国営賭博場

統合型リゾート施設、と言うと温泉など健康的な休憩所のように聞こえますが、要するに公営賭博場。その開設に熱心だった代議士が贈収賄で逮捕された、というニュースで大騒ぎになっています。そもそも観光資源の多い日本が、どうして賭博場なんかで観光立国をしなければならないのか、分かりません。あれよあれよと言ううちに決まってしまったカジノ誘致に、諸手を挙げて賛成する国民は、多くないと思います。
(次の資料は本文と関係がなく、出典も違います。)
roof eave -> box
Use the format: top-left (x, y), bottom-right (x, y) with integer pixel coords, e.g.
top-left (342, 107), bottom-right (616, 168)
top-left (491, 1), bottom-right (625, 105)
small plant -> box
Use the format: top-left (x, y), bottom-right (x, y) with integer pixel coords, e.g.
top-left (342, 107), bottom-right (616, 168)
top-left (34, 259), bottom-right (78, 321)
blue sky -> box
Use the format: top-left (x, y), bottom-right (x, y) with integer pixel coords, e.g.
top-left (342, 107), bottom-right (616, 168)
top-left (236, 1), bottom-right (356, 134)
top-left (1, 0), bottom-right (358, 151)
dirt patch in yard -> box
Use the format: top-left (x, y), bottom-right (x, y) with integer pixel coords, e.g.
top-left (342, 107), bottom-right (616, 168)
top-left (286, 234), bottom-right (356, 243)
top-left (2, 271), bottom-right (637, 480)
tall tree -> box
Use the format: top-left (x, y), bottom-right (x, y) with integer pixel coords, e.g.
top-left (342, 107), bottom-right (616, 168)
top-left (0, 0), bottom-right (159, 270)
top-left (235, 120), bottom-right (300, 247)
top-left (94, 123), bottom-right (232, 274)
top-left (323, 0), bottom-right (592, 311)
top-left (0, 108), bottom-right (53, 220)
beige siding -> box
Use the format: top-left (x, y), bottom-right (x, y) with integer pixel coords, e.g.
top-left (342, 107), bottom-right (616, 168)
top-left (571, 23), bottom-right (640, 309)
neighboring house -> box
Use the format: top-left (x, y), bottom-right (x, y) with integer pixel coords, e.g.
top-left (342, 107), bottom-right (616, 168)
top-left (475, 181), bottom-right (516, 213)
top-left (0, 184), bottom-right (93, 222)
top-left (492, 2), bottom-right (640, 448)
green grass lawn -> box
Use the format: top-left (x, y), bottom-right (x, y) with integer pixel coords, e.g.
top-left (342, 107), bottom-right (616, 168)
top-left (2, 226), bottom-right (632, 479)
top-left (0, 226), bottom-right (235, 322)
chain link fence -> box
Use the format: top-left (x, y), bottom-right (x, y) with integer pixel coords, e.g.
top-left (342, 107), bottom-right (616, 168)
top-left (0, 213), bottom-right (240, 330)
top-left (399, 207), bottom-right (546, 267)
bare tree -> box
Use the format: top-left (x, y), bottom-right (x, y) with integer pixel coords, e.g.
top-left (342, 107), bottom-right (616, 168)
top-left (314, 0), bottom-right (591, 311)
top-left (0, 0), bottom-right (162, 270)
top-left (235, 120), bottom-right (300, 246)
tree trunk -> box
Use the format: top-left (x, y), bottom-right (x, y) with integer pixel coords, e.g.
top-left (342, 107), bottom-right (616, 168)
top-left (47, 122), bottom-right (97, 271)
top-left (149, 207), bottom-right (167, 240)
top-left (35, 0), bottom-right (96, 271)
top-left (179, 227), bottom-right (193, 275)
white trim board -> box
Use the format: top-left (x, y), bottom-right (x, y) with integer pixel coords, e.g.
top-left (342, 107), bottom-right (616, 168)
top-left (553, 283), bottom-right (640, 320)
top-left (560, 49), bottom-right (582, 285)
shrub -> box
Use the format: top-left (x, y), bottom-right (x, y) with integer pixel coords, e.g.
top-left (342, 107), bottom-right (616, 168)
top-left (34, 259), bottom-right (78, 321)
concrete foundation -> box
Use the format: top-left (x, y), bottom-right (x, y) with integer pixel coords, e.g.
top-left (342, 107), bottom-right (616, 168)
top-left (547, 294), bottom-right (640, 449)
父と共にマカオへ行った時、初めての方に、とカジノを案内されました。ルーレットとスロットを1回ずつ試しましたが、ほんのちょっぴり儲かりました。初心者にはそうなるように仕組まれていることが、一目瞭然でした。父は大工の棟梁の跡継ぎだったので、祖父から賭事・勝負事は一切やるな、と厳しく言われていて、じっさい、その方面にはまったく才能がありませんでした。麻雀大会であわやブービー賞、という時に、もう1人下手な人がいて押し上げられ、それさえも獲れませんでした。2人とも、ふーんカジノはこういうものか、とすぐに台を離れました。ルーレットを仕切る女性が叫ぶ「こーいこーい」という声がもの悲しくて、永いこと耳の底に残りました。

賭博に夢中になる心理は、健康なものとは思えません。国会に法案が出された時、強い違和感がありました。ゲームそのものは健全娯楽だとしても、賭博に危ないカネがつきまとうことは必定です。君子危うきに近寄らず。軍備と賭博に関しては、日本は「ふつうの国」になる必要はないと思います。勤勉にこつこつ働く国民性、戦争を好まず専守防衛に徹する国、これ以上誇りにできるアイデンティティがありますか。

かの代議士は、立身をめざしながらカジノ誘致を押し通そうとした―それこそが一大博打だったことを自覚していたでしょうか。